Enthusiasm to make discoveries, the unconscious tendency to over-interpret our data to confirm what we believe to be true, the incentive to publish our work in prestigious journals (which are more likely to be interested in novel discoveries) — all of this can all lead us astray. We need to actively work to protect ourselves against the subtle impact of these different pressures, so that we achieve what truly motivates us — advancing knowledge.
How can we target these two mechanisms?
The challenge is that the current research ecosystem — which has evolved organically over decades, if not centuries — is complex and inter-connected. Researchers themselves comprise only one part; funders, publishers, institutions, learned societies and more all play a role. Action by any single actor in that system will have a modest impact at best. We need a coordinated approach if we are going to achieve real change.
This was the motivation behind the establishment of the UK Reproducibility Network – an academic collaboration that brings together grassroots communities of researchers (“local networks”), institutions, and organisations (funders, publishers, etc.). The structure supports collaboration and coordination – both within and between those three different groups. Recently, similar Reproducibility Networks have emerged in other countries.
Many of these collaborations are fostering genuinely innovative approaches to reforming scientific practice. For example, we are supporting a partnership between Cancer Research UK – a major biomedical funder – and a range of journals published by Springer-Nature, PLOS and Wiley, to incentivize uptake of the Registered Reports publishing format and streamline the process from funding to publication.
But what can individual researchers do?
I often hear from researchers, particularly early career researchers, that they want to ensure their work is robust. That’s why they enter science, after all. But they feel unsure how to make changes themselves, either in terms of their own research practice or to the wider research ecosystem. They are also often concerned that they may render themselves uncompetitive in terms of grants or the job market if they do.
I think those concerns, while understandable, are misplaced.
One way in which researchers can make changes themselves is by adopting open research practices. This can take many forms — pre-registering a study protocol, sharing data and code, posting a preprint — and is almost entirely within the control of the researcher. Many platforms, such as the Open Science Framework, exist that support open research practices.
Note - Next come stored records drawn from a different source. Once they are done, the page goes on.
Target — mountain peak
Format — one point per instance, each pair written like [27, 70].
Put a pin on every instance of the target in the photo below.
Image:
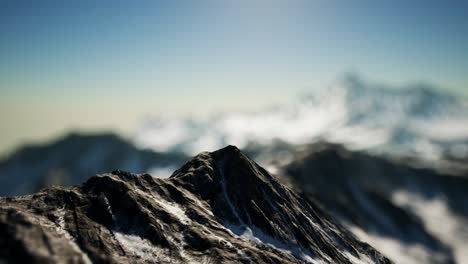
[218, 207]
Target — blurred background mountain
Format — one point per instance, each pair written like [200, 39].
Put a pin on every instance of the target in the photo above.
[90, 87]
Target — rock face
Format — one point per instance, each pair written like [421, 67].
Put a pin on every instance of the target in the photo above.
[73, 159]
[412, 215]
[220, 207]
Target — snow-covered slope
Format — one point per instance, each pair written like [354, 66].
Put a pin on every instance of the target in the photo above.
[220, 207]
[416, 121]
[74, 158]
[413, 215]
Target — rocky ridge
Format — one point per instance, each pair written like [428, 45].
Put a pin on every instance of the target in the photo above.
[220, 207]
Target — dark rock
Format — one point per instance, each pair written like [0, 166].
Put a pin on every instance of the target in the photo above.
[220, 207]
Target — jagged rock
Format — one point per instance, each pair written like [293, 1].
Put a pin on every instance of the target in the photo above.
[411, 214]
[220, 207]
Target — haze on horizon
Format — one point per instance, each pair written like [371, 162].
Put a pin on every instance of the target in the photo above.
[104, 65]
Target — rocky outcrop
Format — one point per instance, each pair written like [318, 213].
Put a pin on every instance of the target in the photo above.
[220, 207]
[411, 214]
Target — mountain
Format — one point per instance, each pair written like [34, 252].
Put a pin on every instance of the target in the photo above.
[414, 120]
[73, 158]
[411, 214]
[219, 207]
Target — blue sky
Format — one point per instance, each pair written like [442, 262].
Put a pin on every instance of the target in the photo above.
[103, 64]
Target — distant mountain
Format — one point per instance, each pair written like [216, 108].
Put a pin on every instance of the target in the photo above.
[220, 207]
[413, 215]
[74, 158]
[417, 120]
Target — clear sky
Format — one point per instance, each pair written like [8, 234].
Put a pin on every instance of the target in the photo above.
[104, 64]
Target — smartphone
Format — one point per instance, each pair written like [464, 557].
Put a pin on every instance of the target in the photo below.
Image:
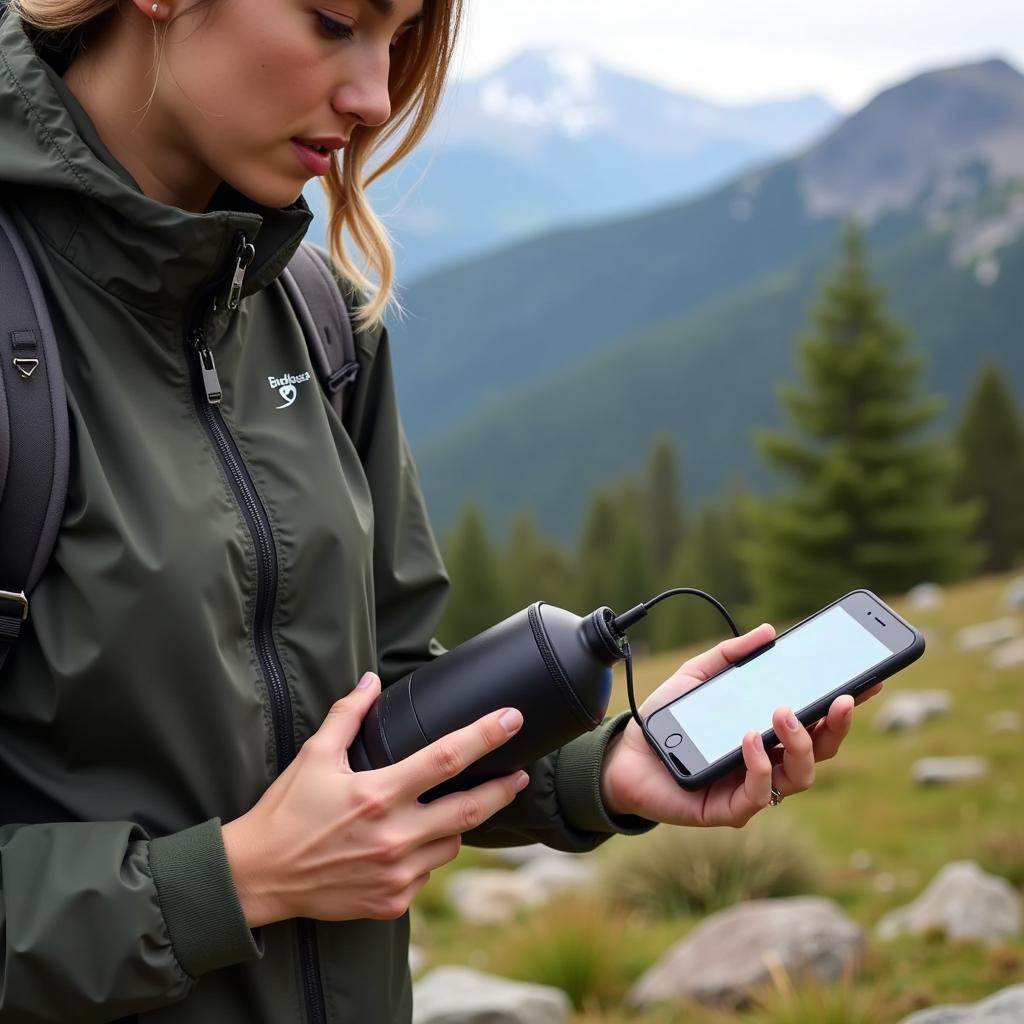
[846, 647]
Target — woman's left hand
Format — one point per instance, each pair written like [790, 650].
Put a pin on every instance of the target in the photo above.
[635, 781]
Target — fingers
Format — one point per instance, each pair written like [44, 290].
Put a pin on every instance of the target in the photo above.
[755, 793]
[461, 812]
[728, 652]
[796, 772]
[445, 758]
[343, 721]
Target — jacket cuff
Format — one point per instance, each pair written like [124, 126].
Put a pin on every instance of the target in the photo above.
[578, 783]
[201, 905]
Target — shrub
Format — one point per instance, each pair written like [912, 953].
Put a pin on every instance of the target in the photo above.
[574, 943]
[690, 870]
[1003, 853]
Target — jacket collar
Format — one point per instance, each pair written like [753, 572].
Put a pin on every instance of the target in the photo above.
[153, 256]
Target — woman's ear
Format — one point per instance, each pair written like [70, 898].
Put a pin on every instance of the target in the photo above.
[156, 10]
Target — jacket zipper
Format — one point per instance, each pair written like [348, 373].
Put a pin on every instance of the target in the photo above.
[206, 395]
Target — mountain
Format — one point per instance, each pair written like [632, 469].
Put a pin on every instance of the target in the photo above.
[530, 376]
[554, 137]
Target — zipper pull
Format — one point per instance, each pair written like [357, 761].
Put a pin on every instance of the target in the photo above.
[243, 259]
[211, 382]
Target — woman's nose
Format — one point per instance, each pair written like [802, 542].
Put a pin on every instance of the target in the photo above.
[365, 93]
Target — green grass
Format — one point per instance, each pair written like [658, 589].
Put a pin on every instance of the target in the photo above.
[864, 802]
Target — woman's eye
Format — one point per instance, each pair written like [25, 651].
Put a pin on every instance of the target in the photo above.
[334, 29]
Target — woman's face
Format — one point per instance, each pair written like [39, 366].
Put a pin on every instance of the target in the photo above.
[242, 82]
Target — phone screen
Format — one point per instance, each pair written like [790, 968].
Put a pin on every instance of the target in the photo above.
[805, 665]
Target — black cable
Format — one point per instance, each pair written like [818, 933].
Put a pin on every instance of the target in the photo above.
[622, 623]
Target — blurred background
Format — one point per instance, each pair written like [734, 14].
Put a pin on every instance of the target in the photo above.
[732, 296]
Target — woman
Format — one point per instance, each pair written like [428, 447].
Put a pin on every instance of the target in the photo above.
[226, 574]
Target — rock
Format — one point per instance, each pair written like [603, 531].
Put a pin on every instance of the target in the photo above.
[484, 896]
[1003, 1008]
[738, 948]
[909, 708]
[1013, 597]
[519, 855]
[553, 875]
[1004, 721]
[964, 902]
[461, 995]
[417, 960]
[1009, 655]
[985, 635]
[925, 595]
[939, 771]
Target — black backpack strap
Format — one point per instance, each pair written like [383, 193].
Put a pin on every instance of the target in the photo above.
[35, 446]
[317, 301]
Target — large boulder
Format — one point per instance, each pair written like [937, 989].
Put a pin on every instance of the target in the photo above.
[942, 771]
[984, 635]
[1004, 1008]
[736, 950]
[907, 709]
[460, 995]
[963, 902]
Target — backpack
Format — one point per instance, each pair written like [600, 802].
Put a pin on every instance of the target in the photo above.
[35, 448]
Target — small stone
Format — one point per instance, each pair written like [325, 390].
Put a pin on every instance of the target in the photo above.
[941, 771]
[1003, 1008]
[984, 635]
[1009, 655]
[553, 875]
[907, 709]
[1004, 721]
[484, 896]
[737, 949]
[963, 902]
[925, 595]
[461, 995]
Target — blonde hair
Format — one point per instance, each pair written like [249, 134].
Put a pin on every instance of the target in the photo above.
[420, 64]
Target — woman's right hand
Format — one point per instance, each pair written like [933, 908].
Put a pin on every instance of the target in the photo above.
[328, 843]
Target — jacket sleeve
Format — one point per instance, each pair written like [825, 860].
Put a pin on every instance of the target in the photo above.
[98, 922]
[561, 807]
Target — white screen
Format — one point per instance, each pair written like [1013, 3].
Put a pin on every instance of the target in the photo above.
[810, 662]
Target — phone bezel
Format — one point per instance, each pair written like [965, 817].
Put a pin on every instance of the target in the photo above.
[692, 771]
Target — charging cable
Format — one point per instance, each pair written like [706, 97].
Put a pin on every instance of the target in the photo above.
[622, 623]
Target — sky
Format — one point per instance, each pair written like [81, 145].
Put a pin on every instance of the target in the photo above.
[739, 51]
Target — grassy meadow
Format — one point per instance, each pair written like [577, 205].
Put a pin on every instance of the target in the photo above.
[864, 836]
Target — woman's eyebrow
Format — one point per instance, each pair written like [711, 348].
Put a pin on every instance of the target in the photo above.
[386, 7]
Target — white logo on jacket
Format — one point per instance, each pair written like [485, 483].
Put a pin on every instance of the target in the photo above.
[286, 386]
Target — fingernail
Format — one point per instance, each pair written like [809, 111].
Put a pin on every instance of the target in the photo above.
[511, 720]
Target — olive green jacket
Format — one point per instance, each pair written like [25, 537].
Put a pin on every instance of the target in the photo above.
[222, 574]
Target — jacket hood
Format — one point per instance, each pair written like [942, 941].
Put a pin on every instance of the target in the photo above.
[58, 172]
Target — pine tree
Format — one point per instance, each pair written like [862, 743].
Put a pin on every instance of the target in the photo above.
[536, 569]
[990, 439]
[665, 510]
[476, 600]
[871, 502]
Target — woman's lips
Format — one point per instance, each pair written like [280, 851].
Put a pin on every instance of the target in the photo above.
[316, 162]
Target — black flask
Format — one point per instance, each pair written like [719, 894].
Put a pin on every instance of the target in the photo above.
[551, 664]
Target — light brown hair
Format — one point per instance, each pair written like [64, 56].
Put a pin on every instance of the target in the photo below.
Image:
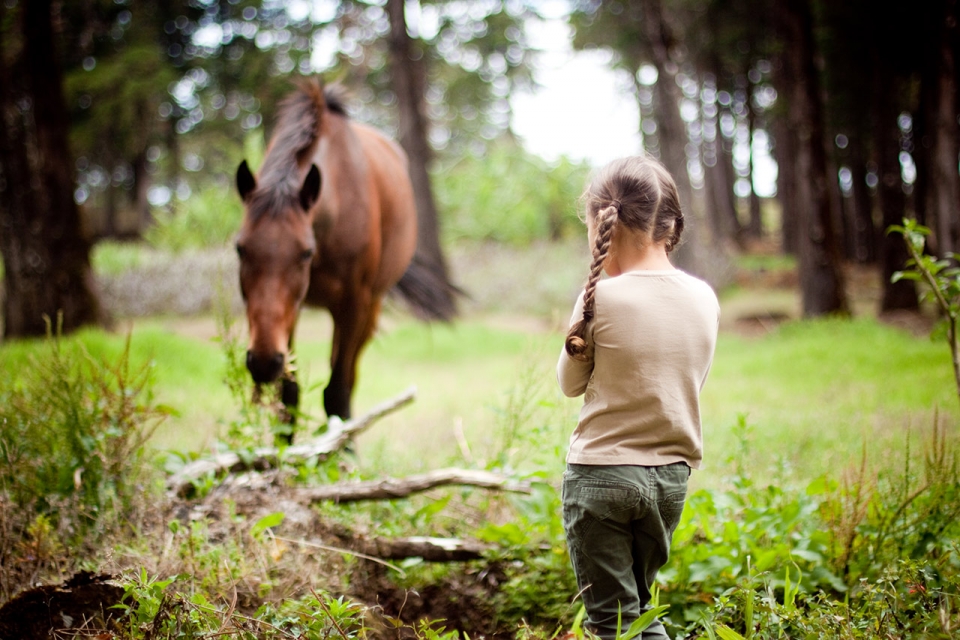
[639, 194]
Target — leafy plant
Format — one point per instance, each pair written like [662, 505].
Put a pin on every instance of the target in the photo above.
[942, 277]
[72, 433]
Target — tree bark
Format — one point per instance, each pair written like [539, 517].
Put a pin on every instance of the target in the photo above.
[46, 257]
[755, 225]
[821, 276]
[864, 231]
[672, 135]
[785, 145]
[408, 78]
[893, 251]
[944, 185]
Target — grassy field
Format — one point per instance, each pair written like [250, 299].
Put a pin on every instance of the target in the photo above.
[812, 392]
[789, 411]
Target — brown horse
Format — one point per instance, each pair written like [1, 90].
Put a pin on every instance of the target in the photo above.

Why should we encourage uptake of open research practices?
There are several reasons, but in terms of promoting robustness, I have argued that transparency can serve as a quality control mechanism. Research objects (e.g., data and code) that are made public can be checked by others, and errors detected. Perhaps more importantly, it creates an incentive to ensure those objects have been thoroughly checked before being deposited.
Adopting open research practices may feel intimidating, which is why the UK Reproducibility Network has produced a series of short primers to introduce a range of topics. They don’t all have to be adopted at once either – researchers can simply pick one that feels closest to their existing practice. Over time, other practices can be adopted, and gradually these will just be a routine part of how people work.
But what else can we do?
Effective social change is often driven by collection action – communities of like-minded individuals working together. Several initiatives now exist that allow researchers to form communities, physical or virtual, focused on research rigor. The ReproducibiliTea journal club and RIOT Science Club seminar series formats are examples of these – both created by early career researchers and easily implemented locally.
We can therefore act both individually and collectively. Open research practices allow us to recognize and demonstrate granular contributions to the research process — data, code, protocols etc., all of which can be listed on our CVs. Collective activities like ReproducibiliTea and RIOT Science Club can help us form local communities focused on change. In combination, this can lead to real change.